In contrast, the virtuous Spartans possess andreia. Their exaggerated model-like bodies are external expressions of their courageous character.
The movie implicitly justifies the Spartan practice of infant exposure. Ephialtes was saved by a mother who pitied him. Spartan values would have had him killed – and it would have, by the logic of the story, been better if the Spartan norms were upheld.
So, it shows us a world that is foreign and justifies the Spartan world on its own terms. It brings to mind Étienne Fortier-Dubois thought experiment:
Imagine that Carthage had won, and had made everyone today believe that it was a great good, even a thing of beauty, to perform ritual sacrifices of children to Moloch.
This reading of the movie is undercut by historical inaccuracies. It may be a good film, but it’s not a great one. The ephors are portrayed as goblin-like priests, instead of noble statesmen. The helots are nowhere to be seen. Queen Gorgo is awesome, but her speech to the Spartan senate sounds like something written by a 21st-century liberal defending the war in Iraq or proposing an invasion of Iran:
Freedom isn't free at all, that it comes with the highest of costs.

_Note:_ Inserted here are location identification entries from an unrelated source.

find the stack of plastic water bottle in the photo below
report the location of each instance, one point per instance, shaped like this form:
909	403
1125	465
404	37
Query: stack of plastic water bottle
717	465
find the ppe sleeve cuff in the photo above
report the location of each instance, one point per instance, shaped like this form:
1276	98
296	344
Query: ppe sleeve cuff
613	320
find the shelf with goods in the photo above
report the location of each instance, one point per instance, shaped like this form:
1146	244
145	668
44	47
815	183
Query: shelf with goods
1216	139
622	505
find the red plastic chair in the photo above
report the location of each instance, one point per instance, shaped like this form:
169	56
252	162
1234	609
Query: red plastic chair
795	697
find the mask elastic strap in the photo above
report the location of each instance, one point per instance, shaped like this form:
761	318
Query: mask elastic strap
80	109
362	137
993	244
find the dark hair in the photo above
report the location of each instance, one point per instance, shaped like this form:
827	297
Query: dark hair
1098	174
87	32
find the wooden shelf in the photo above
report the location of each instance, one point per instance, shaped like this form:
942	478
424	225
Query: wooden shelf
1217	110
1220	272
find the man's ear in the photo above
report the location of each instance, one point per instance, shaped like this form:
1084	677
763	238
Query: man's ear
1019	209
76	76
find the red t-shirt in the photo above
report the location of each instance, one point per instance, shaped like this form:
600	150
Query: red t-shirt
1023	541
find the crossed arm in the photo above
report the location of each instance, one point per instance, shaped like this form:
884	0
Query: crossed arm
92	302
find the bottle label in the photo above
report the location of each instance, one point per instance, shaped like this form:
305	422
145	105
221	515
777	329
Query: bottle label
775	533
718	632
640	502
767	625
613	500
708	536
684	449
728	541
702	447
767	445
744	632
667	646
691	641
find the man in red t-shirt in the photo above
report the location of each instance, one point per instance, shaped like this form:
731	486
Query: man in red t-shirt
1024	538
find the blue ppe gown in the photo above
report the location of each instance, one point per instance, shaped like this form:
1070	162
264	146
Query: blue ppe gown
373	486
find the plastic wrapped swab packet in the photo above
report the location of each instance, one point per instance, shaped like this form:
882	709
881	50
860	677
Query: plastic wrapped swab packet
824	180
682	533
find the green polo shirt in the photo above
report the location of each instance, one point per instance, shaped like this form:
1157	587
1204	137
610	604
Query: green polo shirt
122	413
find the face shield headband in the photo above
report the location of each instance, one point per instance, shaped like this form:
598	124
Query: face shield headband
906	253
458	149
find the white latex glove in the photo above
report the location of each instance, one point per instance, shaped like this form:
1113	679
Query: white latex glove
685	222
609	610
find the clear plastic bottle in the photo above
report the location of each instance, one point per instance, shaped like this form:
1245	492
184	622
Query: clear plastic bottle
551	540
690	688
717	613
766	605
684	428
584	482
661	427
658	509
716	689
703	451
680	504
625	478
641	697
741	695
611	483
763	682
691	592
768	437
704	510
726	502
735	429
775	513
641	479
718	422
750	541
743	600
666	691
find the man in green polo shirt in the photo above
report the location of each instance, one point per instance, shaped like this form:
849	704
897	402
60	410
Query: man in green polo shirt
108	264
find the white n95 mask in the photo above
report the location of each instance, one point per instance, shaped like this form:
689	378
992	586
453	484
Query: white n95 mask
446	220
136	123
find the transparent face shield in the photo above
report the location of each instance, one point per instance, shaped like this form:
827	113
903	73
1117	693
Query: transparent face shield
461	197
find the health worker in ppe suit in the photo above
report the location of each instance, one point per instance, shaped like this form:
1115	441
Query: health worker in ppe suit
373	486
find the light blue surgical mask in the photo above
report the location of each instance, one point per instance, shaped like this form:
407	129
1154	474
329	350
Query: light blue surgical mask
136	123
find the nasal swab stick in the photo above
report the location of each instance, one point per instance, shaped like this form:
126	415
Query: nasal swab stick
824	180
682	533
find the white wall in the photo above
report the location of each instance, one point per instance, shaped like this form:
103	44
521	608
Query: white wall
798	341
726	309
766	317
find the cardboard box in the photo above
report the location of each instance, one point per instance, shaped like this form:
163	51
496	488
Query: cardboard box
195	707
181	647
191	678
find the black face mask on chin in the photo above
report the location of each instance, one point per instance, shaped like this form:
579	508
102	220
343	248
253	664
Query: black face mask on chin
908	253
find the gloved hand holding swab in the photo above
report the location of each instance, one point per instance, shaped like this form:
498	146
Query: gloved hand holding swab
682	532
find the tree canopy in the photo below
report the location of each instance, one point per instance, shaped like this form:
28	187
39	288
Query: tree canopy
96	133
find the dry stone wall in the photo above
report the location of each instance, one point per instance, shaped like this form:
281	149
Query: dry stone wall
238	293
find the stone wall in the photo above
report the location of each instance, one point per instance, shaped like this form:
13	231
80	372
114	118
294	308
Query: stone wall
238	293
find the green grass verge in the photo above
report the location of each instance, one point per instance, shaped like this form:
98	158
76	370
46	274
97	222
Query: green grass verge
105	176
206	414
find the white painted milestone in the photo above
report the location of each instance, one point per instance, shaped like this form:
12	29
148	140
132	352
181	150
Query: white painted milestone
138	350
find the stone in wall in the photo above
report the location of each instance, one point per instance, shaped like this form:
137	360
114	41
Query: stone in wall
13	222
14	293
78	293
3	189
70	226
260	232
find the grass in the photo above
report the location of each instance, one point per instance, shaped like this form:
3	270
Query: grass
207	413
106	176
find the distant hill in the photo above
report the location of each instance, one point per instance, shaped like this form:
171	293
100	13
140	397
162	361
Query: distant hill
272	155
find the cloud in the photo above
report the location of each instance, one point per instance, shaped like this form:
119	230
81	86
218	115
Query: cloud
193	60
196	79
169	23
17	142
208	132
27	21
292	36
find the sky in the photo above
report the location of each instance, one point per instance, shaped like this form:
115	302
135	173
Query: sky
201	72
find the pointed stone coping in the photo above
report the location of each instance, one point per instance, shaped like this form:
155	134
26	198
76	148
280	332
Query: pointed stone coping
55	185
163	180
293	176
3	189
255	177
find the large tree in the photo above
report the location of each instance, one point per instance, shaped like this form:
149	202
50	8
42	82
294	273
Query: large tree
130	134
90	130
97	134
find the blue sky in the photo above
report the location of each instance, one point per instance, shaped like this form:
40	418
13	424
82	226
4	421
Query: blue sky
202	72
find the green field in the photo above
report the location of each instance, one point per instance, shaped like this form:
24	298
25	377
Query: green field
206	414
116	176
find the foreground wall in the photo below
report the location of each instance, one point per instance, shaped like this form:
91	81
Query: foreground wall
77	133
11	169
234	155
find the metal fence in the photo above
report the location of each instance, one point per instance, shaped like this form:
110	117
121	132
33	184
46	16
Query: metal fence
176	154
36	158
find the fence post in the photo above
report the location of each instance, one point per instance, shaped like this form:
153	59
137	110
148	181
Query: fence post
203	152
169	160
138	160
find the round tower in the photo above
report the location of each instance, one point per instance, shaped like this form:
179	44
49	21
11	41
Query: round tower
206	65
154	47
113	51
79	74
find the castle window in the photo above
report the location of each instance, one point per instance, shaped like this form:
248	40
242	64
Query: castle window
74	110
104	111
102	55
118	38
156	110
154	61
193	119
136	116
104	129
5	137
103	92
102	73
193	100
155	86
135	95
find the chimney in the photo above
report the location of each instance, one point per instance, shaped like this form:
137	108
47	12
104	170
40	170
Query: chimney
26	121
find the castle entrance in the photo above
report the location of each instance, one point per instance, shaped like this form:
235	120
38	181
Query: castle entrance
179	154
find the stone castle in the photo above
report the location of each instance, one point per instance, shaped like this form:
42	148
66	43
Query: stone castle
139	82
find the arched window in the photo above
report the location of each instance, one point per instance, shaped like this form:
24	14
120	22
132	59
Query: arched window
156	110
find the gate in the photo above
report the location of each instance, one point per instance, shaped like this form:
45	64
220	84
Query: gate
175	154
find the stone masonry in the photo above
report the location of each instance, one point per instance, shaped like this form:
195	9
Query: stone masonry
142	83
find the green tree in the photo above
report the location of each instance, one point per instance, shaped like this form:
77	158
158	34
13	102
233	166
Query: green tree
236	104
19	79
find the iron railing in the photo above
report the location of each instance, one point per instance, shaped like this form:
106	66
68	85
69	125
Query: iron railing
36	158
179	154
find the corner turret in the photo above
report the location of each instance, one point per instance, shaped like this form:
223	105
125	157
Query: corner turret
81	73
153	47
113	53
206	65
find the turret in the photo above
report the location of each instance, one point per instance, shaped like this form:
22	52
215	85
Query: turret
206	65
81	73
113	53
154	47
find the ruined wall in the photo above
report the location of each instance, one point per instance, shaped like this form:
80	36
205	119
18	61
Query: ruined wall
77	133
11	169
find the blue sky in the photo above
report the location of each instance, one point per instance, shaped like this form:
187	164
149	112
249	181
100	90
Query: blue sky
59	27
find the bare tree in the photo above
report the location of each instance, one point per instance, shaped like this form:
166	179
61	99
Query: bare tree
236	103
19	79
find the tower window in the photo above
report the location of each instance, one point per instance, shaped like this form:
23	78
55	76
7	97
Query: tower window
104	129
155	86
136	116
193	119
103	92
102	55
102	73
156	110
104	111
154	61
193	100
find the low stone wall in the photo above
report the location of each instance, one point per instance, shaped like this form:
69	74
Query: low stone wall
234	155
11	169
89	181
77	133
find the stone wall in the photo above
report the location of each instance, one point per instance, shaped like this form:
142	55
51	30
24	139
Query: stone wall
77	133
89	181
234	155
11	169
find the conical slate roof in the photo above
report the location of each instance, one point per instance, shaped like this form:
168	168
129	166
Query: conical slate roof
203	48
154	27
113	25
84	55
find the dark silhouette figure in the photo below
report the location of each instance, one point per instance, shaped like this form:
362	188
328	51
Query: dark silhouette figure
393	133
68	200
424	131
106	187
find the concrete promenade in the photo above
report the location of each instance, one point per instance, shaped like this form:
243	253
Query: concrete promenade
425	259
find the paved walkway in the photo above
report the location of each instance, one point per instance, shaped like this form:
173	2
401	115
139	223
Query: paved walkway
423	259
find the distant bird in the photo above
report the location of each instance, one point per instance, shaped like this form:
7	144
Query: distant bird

The “senators” were martial people, in need of no reminder about the nature of freedom. Proper Spartan propaganda would be even more alien. Freedom is exemplified by self-mastery of the excellent, the rule of the strong, and the beautiful. 300 doesn’t go all the way. Perhaps that’s for the best. Nonetheless, I think it’s the best movie of antiquity from the 2000s because it is less captured by our moral scheme than its blockbuster competitors like Gladiator or Troy.
Characters give voice to laconic sayings reported by Plutarch and Herodotus.
We also see a model relationship between Queen Gorgo and King Leonidas. The Spartan woman had more standing than other Greek women. So we also have a nod to Spartan history, even if not the portrayal of sex roles we see in Plutarch.
Being asked by a woman from Attica, "Why is it that you Spartan women are the only women that lord it over your men," she said, "Because we are the only women that are mothers of men."
Queen Gorgo, Plutarch, Sayings of the Spartan Women
King Leonidas rules Sparta, but his decisions are harmonized with, even approved by Gorgo. When he kicks the messenger into the pit before doing it what does he do? He looks at Gorgo for her approval. He decides to defy the oracle but wants her loving approval for doing so. He gets it (“The only woman whose opinion should matter to you is mine”). Gorgo provokes him to aspire to greater things. In turn, Leonidas is devoted to her. His final words are erotic:
“My queen, my wife, my love.”
Now, I can’t say that this fits the spartan model of love. But it’s a positive image of a kind of modern love. Where decision-making is delegated, yet unified. Both men and women are strong and made stronger in each other’s presence. And yet neither need the other. Throughout the film the two of them are separated in space, but not mission. Strong men and women do not need each other, but they can be made better by the other.
Leonidas lives for Sparta, as does Gorgo, but he dies with the image of his Spartan queen.